Welcome to the EGGhead Forum - a great place to visit and packed with tips and EGGspert advice! You can also join the conversation and get more information and amazing kamado recipes by following Big Green Egg at:

Facebook  |  Twitter  |  Instagram  |  Pinterest  |  Youtube  |  Vimeo
Share your photos by tagging us and using the hashtag #EGGhead4Life.


In Atlanta? Come visit Big Green Egg headquarters, including our retail showroom, the History of the EGG Museum and Culinary Center!  3786 DeKalb Technology Parkway, Atlanta, GA 30340.
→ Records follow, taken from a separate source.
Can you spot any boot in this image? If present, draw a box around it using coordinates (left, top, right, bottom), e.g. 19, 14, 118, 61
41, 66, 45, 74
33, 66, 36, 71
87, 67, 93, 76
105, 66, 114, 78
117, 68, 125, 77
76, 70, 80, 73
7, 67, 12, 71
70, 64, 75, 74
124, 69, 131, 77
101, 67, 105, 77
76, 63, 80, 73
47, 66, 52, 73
I wanna Wok and Wall all night... and part of every day

brewbqbrewbq Posts: 52
edited August 2012 in EggHead Forum
Ok, I know that isn't the way it's supposed to go, but I am super eggcited about my new Wok!  Just got a 16" wok in from ceramicgrillstore.com and it is awesome.  Well, at least it looks awesome.  Just spent the night seasoning it, and I'll be trying something later today.  One question for the world of Wokking Eggers.  If I'm using a spider from ceramicgrillstore.com, should I be wokking legs up or down?  Sorry if this has been beat to death, but I did a search and found nada.  

Comments

  • Mighty_QuinnMighty_Quinn Posts: 1,878
    Legs up so the wok isn't sitting so deeply in the egg...easier/safer to stir...still gets plenty hot.
  • brewbqbrewbq Posts: 52
    Cool, thanks!
  • Ring up and legs down so the wok is higher in the egg (I think that is what Mighty Quinn meant).  Have fun, wokking on the egg is awesome.
  • Mighty_QuinnMighty_Quinn Posts: 1,878
    Yeah, that's what I meant...thanks for the clarification yellowdog.
  • EddieK76EddieK76 Posts: 415
    Can someone post a picture of that?   I think I might have mine upside down.....I just got mine last week and have already made 3 different stir fries :)
  • tjvtjv Posts: 3,531
    couple pointers.

    - don't use metal to stir the food, it will scratch off the seasoning,
    - start with a good steak fire, then tweak with experience,
    - prepare the food in very small bits size pieces,
    - small amount of oil, then aromatics, meat, hard veggies, followed by soft veggies,
    - keep the food moving,
    - use the side of the wok to hold food when needed.

    - you'll need a good pair of welding gloves for hand protection.
    - most folks use the spider in the up position.
    - most Americans falter at wokking by not cutting the food small enough and/or overfilling the wok,  gotta fill up that big wok right, ah....wrong.
    - if using rice, gotta go old school, no minute stuff, and needs to be as moisture free as possible, so best to cook a day or two ahead and keep in fridge to dry.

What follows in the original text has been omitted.